Metamaterials are synthetic materials composed of many individual engineered features, which together produce properties not found in nature through their structure rather than their chemistry. In this case, the metamaterial consists of a large grid of silicon cylinders that resemble a Lego baseplate.

Depending on the size and spacing of the cylinders, the metamaterial interacts with electromagnetic waves in various ways, such as absorbing, emitting, or deflecting specific wavelengths. In the new paper, the researchers sought to build a type of machine learning model called a neural network to discover how a range of heights and widths of a single-cylinder affects these interactions. But they also wanted its answers to make sense.

“Neural networks try to find patterns in the data, but sometimes the patterns they find don’t obey the laws of physics, making the model it creates unreliable,” said Jordan Malof, assistant research professor of electrical and computer engineering at Duke. “By forcing the neural network to obey the laws of physics, we prevented it from finding relationships that may fit the data but aren’t actually true.”

The physics that the research team imposed upon the neural network are called a Lorentz model — a set of equations that describe how the intrinsic properties of a material resonate with an electromagnetic field. Rather than jumping straight to predicting a cylinder’s response, the model had to learn to predict the Lorentz parameters that it then used to calculate the cylinder’s response.

Incorporating that extra step, however, is much easier said than done.

“When you make a neural network more interpretable, which is in some sense what we’ve done here, it can be more challenging to fine-tune,” said Omar Khatib, a postdoctoral researcher working in Padilla’s laboratory. “We definitely had a difficult time optimizing the training to learn the patterns.”

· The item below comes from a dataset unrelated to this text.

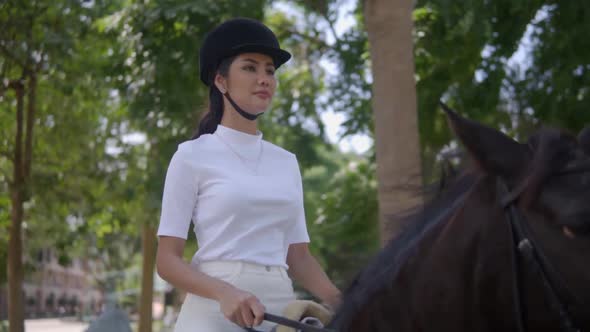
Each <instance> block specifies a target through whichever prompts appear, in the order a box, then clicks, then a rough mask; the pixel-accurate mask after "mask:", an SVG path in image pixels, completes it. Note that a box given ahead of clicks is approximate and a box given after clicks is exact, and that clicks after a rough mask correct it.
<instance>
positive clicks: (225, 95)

Once the model was working, however, it proved to be more efficient than previous neural networks the group had created for the same tasks. In particular, the group found this approach can dramatically reduce the number of parameters needed for the model to determine the metamaterial properties.

They also found that this physics-based approach is capable of making discoveries all on its own.

As an electromagnetic wave travels through an object, it doesn’t necessarily interact with it in the same way at the beginning of its journey as it does at its end. This phenomenon is known as spatial dispersion. Because the researchers had to tweak the spatial dispersion parameters to get the model to work accurately, they discovered insights into the physics of the process that they hadn’t previously known.

“Now that we’ve demonstrated that this can be done, we want to apply this approach to systems where the physics is unknown,” Padilla said.

“Lots of people are using neural networks to predict material properties, but getting enough training data from simulations is a giant pain,” Malof added. “This work also shows a path toward creating models that don’t need as much data, which is useful across the board.”